Comme j’ai été condamné à l’oisiveté après avoir été chassé du gouvernement où j’ai été un ministre hautement terne, il fallait que je trouve une activité de rechange faute d’une action de mon parti pour me recaser en m’offrant une autre planque bien rémunérée.
Et vous n’avez rien trouvé de mieux par vos propres moyens que le métier de mufti ?
Tout à fait. Un mufti qui moufte est le boulot de celui qui n’en a pas ou plus. Les temps sont durs surtout pour les ex-ministres de ma qualité franchement très moyenne. Personne ne veut m’offrir un poste digne de mon incompétence…Ce qui me pousse à penser que les responsables PJD en général, une fois boutés hors du pouvoir, ne sont pas recyclables. Bons à végéter et à broyer du noir.

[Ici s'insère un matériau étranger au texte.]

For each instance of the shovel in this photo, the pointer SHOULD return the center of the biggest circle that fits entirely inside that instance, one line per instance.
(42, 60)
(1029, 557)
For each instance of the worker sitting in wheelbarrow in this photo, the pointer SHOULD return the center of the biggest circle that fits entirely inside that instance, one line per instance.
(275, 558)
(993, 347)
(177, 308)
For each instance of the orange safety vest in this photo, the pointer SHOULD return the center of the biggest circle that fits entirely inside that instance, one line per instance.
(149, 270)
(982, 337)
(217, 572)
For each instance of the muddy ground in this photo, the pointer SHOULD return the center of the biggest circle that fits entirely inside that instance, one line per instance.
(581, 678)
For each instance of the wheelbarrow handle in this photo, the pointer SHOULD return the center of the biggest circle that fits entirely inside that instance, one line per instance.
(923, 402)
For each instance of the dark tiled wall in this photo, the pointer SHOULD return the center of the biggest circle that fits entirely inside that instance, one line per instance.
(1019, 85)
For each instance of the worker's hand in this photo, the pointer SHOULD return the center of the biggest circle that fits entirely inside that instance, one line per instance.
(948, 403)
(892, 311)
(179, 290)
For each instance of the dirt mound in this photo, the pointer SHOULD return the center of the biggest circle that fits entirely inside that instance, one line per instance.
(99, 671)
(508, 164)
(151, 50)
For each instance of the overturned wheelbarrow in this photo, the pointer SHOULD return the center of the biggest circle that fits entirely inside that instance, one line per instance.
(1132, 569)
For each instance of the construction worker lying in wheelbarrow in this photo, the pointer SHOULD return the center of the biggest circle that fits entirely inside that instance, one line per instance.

Mais vous pouvez toujours reprendre votre poste de professeur de droit à l’université de Tanger…
Revenir à l’enseignement ? Pas question. Quelle horreur ! Si j’ai intégré le PJD c’est pour me débarrasser de ce boulot ingrat une fois pour toutes. Au prix de plusieurs années de militance plus ou moins sincère, mon engagement a fini par payer. Et j’ai été bombardé ministre, ce qui m’a beaucoup surpris. Dans mes rêves les plus exquis, je me voyais devenir directeur de division d’un petit ministère ou adjoint de l’ombre d’un patron d’office. Mais pas ministre ! Comme quoi, tout est possible au Maroc.
C’est la revanche des médiocres on dirait…
Des médiocres de valeur s’il vous plaît qui commencent grâce au PJD au pouvoir à peupler la haute administration. Les Marocains voulaient le changement, il est en marche au-delà de leurs attentes.
Oser déclarer illicite d’un point de vue islamique le programme Intelaka, qui est une émanation de la volonté royale, pour permettre aux jeunes de participer au développement de leur pays, ne vous ?
Je n’ai rien inventé en émettant cette fatwa classique quand il s’agit du crédit. Mais beaucoup de personnes ont pointé mes contradictions surtout que dans ma vie antérieure de ministre en charge des Affaires générales et de la gouvernance j’ai été amené à défendre le recours au crédit comme outil de création des richesses.
Vous avez pris le contre-pied de l’avis de votre collègue du parti Ahmed Raïssouni qui, lui, a défendu le programme Intelaka et ses taux de crédit de 2 et 1,75%….
Sa position qui n’a pas étonné est tout sauf désintéressée. Raïssouni, le petit mufti du dimanche, n’a jamais occupé de poste officiel et il n’a qu’un seul rêve : devenir ministre des Habous et des Affaires islamiques à la place de l’inamovible Ahmed Taoufik.